Ellsberg later began leaking that information — what became known as the Pentagon Papers — to The New York Times.

Fake news, right?

The truth is, it would be next to impossible for our teachers to touch on every aspect of every conflict.

They can only strive — as P-C did by showing Jim Hamlyn’s Vietnam documentary — to inspire curiosity in their students and hope they seek to satisfy it over the course of a lifetime.

“There’s so much more to it than we think,” Paton-Churdan sophomore Joe Carey said of Vietnam after seeing Hamlyn’s film.

Even then, old questions will undoubtedly give way to new ones.

One of the stories I’m most proud of during my time here as editor is my 2014 feature on the now-late Bill Kendall, the Jefferson resident who lived the entirety of his life on the same block north of the tracks. (I saw the other night that the story had been framed and is on display inside VFW Post 9599. That, to me, is a huge honor.)

“I haven’t went too far in life,” he told me.

That, of course, was utterly false.

As one of the Army’s first Green Berets, Kendall spoke of kicking supplies out of a transport plane over the jungles of Laos clear back in 1956 to be used in the Royal Laotion Army’s fight against a communist insurgency.

“This was not going on in ’56 and ’57,” Kendall said, echoing the official position on American involvement in Southeast Asia.
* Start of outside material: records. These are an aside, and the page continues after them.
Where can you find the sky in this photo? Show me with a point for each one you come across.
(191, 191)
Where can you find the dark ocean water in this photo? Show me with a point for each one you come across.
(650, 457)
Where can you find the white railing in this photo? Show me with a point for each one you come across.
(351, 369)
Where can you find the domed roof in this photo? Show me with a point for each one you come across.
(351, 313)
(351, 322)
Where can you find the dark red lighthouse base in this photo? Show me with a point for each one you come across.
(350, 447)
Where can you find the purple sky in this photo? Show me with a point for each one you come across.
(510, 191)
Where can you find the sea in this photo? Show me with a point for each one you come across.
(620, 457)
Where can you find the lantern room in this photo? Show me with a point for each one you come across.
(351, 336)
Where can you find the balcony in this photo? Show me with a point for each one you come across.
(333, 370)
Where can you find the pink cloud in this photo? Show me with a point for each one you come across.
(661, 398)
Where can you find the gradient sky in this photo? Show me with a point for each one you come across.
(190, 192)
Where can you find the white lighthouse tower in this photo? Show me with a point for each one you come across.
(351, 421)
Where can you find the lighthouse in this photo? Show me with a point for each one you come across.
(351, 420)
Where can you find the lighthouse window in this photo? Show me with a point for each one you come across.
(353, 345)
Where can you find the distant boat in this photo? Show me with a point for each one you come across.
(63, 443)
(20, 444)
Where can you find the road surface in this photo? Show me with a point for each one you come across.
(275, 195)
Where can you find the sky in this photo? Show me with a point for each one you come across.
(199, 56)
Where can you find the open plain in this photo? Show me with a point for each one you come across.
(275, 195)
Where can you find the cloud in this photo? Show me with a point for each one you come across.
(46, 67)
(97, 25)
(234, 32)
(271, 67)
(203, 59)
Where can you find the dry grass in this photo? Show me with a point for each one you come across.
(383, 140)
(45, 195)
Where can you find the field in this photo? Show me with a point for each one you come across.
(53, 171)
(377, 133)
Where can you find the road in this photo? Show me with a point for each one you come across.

In Vietnam, Kendall was part of MACV-SOG, or the Military Assistance Command, Vietnam - Studies and Observation Group, which trained and advised indigenous guerillas — recruited from such ethnic groups as the Montagnard and the Chinese Nung — to act as counter-insurgents. Operations took them across Vietnam’s borders to Laos and Cambodia.

“I can say it,” Kendall told me that day, “we had assassination teams.”

He would only hint at other things. And when I left his house that day, I left with new questions.

Chief among them was a story about Kendall’s time down in Panama in the mid-’60s.

“You ever hear the name Che Guevara?” Kendall asked, then told me I should read up on his demise.

What’s known is that Bolivian Rangers caught up with the iconic communist revolutionary in 1967, promptly executing him.

What’s less known is that they were aided by a unit of U.S. Green Berets from Kendall’s Special Forces group in Panama.

It’s amazing that one man here in Jefferson could shed even a little light on history that remains very much in the shadows.

Too many wars, too little time.

On a personal note, when I was growing up, I knew Kendall only as some guy who worked at the G&M grocery store. 

I’m pretty sure I even swiped a pack of baseball cards one day on his watch.

I only know now that he let me live.